Gnanarathne Sampath, Ratnayake Ashani, Thennewatte Dilum, Isurindi U A
Department of Obstetrics and Gynaecology, Faculty of Medicine, University of Peradeniya, Kandy, LKA.
Department of Anaesthesiology and Critical Care, Faculty of Medicine, University of Peradeniya, Kandy, LKA.
Cureus. 2025 Aug 4;17(8):e89337. doi: 10.7759/cureus.89337. eCollection 2025 Aug.
Congenital myasthenic syndromes (CMS) are a group of rare inherited neuromuscular disorders caused by defects in neuromuscular transmission. Unlike autoimmune myasthenia gravis, CMS typically presents in childhood with variable severity and symptoms, and does not involve autoantibodies. This report presents the management of a primigravida diagnosed with CMS who was generally stable on pyridostigmine therapy but experienced a severe exacerbation during pregnancy. The diagnosis of CMS was made on clinical grounds, but the genetic testing for confirmation of the exact mutation was not available. The patient experienced intermittent mild exacerbations before pregnancy, managed with short courses of prednisolone. A severe exacerbation at 20 weeks of gestation required intensive care unit admission for respiratory support. Despite plans for a vaginal delivery, she developed exhaustion and desaturation during labour, followed by foetal distress, necessitating emergency caesarean section. Postpartum, the patient returned to her baseline functional status, and the neonate showed no signs of neuromuscular weakness. This case highlights that pregnancy in women with CMS can be safely managed with careful monitoring, multidisciplinary planning, and readiness to escalate care when needed. Delivery plans should be flexible, and management should be tailored to the individual's clinical course. Since the neonatal outcome is unpredictable in the absence of genetic testing, follow-up care is necessary in all cases.

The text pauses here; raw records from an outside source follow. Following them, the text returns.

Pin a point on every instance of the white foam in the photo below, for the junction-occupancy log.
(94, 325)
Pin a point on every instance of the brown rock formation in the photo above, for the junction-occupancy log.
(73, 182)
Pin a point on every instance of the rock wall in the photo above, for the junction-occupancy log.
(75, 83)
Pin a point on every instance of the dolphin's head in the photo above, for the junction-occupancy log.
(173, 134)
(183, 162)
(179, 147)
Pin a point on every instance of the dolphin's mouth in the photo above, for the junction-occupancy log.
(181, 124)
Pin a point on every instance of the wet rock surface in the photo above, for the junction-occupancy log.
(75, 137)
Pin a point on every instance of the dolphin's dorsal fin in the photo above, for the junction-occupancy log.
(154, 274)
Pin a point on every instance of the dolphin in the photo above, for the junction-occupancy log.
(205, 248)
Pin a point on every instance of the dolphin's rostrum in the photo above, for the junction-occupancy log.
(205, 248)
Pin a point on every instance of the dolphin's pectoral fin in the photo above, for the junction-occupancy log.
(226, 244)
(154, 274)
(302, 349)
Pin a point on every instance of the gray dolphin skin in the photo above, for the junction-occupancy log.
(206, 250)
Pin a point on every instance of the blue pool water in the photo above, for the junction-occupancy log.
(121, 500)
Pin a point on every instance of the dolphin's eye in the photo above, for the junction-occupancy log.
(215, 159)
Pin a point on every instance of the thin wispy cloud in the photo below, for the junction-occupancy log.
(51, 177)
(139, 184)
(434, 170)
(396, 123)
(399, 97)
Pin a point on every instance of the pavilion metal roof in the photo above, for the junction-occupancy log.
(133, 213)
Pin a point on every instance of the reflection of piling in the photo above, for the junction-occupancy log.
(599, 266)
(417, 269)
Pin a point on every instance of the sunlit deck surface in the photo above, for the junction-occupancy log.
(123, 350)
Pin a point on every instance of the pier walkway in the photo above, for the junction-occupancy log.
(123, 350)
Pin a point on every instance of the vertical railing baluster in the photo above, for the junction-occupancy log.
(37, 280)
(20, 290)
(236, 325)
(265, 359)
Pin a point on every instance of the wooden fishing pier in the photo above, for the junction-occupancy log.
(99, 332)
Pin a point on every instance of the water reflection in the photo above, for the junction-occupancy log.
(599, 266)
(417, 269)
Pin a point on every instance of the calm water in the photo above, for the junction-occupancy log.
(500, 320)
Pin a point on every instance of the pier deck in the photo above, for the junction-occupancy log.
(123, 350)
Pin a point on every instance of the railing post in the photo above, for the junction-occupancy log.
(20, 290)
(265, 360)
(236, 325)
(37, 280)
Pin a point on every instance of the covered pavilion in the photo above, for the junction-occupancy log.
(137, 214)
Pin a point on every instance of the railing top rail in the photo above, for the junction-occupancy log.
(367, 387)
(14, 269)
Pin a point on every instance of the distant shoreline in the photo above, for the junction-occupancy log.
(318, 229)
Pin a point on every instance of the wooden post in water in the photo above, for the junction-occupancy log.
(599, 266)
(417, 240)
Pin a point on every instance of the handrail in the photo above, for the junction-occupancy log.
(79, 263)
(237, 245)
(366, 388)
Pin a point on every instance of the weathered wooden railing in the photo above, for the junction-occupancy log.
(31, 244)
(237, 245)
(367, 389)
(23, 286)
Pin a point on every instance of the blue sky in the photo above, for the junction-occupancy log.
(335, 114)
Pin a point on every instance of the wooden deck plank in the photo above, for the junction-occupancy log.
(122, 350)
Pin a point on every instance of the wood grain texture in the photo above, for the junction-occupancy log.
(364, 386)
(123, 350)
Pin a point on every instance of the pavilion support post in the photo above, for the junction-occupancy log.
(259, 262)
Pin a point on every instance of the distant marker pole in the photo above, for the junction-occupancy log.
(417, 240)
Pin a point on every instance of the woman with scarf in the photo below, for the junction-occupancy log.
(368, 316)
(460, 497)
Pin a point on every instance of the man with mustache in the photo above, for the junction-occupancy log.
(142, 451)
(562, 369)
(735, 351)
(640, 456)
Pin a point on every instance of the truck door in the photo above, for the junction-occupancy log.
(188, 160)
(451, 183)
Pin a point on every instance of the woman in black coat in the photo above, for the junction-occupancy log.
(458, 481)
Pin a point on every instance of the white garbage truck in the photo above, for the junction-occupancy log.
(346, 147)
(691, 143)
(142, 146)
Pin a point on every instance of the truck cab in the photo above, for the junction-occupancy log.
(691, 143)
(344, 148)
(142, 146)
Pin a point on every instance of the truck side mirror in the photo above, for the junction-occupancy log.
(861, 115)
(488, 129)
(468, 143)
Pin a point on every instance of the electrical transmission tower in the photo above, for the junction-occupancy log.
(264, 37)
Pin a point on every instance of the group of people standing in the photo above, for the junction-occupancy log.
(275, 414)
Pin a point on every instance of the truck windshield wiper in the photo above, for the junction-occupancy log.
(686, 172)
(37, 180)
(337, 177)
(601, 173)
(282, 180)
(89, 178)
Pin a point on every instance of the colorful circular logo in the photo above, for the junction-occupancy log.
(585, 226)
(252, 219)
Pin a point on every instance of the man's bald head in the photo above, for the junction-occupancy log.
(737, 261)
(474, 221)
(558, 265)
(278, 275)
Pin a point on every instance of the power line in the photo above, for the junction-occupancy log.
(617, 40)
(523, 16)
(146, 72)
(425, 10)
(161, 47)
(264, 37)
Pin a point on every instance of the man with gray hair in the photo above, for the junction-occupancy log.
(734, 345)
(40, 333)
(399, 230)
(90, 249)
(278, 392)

先天性肌无力综合征(CMS)是一组由神经肌肉传递缺陷引起的罕见遗传性神经肌肉疾病。与自身免疫性重症肌无力不同,CMS通常在儿童期出现,严重程度和症状各不相同,且不涉及自身抗体。本报告介绍了一名初产妇的治疗情况,该产妇被诊断为CMS,在接受吡啶斯的明治疗时总体病情稳定,但在怀孕期间病情严重加重。CMS的诊断基于临床依据,但当时无法进行基因检测以确认确切的突变情况。该患者在怀孕前经历了间歇性轻度加重,通过短期使用泼尼松龙进行治疗。妊娠20周时病情严重加重,需要入住重症监护病房进行呼吸支持。尽管计划进行阴道分娩,但她在分娩过程中出现疲惫和血氧饱和度下降,随后出现胎儿窘迫,因此需要紧急剖宫产。产后,患者恢复到基线功能状态,新生儿未出现神经肌肉无力的迹象。该病例表明,对于患有CMS的女性,通过仔细监测、多学科规划以及在需要时随时加强护理,可以安全地管理妊娠。分娩计划应灵活多变,管理应根据个体的临床病程进行调整。由于在没有基因检测的情况下新生儿结局不可预测,因此所有病例都需要进行随访护理。